Domestic legislation: tick, tick

So much for minor points of clarification. The above has something of a ‘deckchairs on Titanic’ feel to it, in comparison to the much bigger question for data protection in the UK, namely: when are we getting our new Data Protection Act 2018? We are all familiar by now with the DP Bill (see its most recent iteration here), and there is a very useful summary of what happened at the Committee stage here, by John Woodhouse of the House of Commons Library.

But when is that Bill due to gets its final going-over before Royal Assent? Good question. There needs to be a report stage and a third reading, consideration of amendments and then Royal Assent. The Parliamentary business timetable for next week) makes no mention of the DP Bill, as far as I can see. That does not leave much time for getting the DPA 2018 on the statute books before GDPR day (25 May).

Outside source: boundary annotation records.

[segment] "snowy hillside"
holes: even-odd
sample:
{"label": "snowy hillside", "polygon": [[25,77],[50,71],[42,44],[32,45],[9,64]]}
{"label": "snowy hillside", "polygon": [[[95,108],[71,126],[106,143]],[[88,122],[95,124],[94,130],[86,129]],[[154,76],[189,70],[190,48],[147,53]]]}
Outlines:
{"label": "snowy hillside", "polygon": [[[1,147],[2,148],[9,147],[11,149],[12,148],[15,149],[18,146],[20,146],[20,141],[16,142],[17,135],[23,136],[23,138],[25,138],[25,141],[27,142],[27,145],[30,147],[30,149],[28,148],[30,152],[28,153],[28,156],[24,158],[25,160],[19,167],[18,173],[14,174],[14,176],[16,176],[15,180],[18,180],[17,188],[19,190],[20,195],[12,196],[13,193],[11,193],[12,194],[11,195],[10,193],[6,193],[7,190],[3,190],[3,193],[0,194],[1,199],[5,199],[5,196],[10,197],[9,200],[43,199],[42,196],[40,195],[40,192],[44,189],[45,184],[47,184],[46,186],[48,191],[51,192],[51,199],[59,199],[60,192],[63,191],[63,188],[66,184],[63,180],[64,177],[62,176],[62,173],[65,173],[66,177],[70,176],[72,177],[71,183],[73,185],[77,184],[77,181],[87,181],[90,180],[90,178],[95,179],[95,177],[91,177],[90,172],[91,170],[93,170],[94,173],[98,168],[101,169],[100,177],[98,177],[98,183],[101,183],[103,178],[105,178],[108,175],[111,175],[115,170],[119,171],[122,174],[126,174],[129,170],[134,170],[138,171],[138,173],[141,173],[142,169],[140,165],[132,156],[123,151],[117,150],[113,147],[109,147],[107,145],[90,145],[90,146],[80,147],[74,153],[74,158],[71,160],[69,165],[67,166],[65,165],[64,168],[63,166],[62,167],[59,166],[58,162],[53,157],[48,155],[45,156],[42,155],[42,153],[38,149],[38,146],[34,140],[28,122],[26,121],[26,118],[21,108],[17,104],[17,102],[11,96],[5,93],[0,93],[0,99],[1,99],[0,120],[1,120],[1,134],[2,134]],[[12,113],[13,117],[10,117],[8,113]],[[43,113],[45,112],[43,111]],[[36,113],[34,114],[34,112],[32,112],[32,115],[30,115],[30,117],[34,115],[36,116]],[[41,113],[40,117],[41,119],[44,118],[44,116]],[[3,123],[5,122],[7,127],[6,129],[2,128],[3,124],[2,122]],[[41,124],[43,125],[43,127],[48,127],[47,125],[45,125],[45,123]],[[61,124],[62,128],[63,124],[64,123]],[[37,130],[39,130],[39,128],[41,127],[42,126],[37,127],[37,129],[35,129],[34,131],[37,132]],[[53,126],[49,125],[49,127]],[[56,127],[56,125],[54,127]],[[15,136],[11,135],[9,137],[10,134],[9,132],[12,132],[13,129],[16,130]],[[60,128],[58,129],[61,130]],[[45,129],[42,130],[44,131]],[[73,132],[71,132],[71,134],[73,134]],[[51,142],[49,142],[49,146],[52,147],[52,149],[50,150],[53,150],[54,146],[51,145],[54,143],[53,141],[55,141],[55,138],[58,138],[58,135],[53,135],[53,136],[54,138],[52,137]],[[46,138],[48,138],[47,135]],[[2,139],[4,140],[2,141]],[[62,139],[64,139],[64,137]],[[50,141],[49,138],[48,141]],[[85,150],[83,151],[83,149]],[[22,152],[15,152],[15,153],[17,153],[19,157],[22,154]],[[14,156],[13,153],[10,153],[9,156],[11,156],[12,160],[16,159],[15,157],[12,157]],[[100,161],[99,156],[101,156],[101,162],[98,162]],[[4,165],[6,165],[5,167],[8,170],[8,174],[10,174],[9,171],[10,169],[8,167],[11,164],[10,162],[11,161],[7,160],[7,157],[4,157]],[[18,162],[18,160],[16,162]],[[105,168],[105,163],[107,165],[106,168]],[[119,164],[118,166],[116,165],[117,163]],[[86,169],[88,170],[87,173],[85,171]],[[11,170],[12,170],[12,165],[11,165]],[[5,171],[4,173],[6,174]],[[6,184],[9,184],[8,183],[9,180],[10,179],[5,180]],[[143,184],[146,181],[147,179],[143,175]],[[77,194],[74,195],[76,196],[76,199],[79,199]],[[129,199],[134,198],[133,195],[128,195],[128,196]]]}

Time pressures also mean that the deadline for implementing the Law Enforcement Directive (6 May) will almost certainly not be met, as that is bundled up in the DP Bill.

International transfers

Oh, and on the subject of the uncertain future of big pieces of our data protection furniture, note also that one of the primary mechanisms for transferring data outside of the EU – model contract clauses – are in a state of uncertainty. The current ones need revision to get them into GDPR-compliant shape. But the current clauses are facing a root-and-branch assault before the CJEU in the ‘Schrems II’ litigation, on the grounds that they give the green light to transfers that imperil data privacy, contrary to individuals’ rights under the EU Charter. For a very good summary of the issues in that litigation, see this post on Out-Law by Andreas Carney.

There. I’m glad we’re all crystal clear on every detail of the imminent future of data protection. No uncertainty at all. You’re welcome.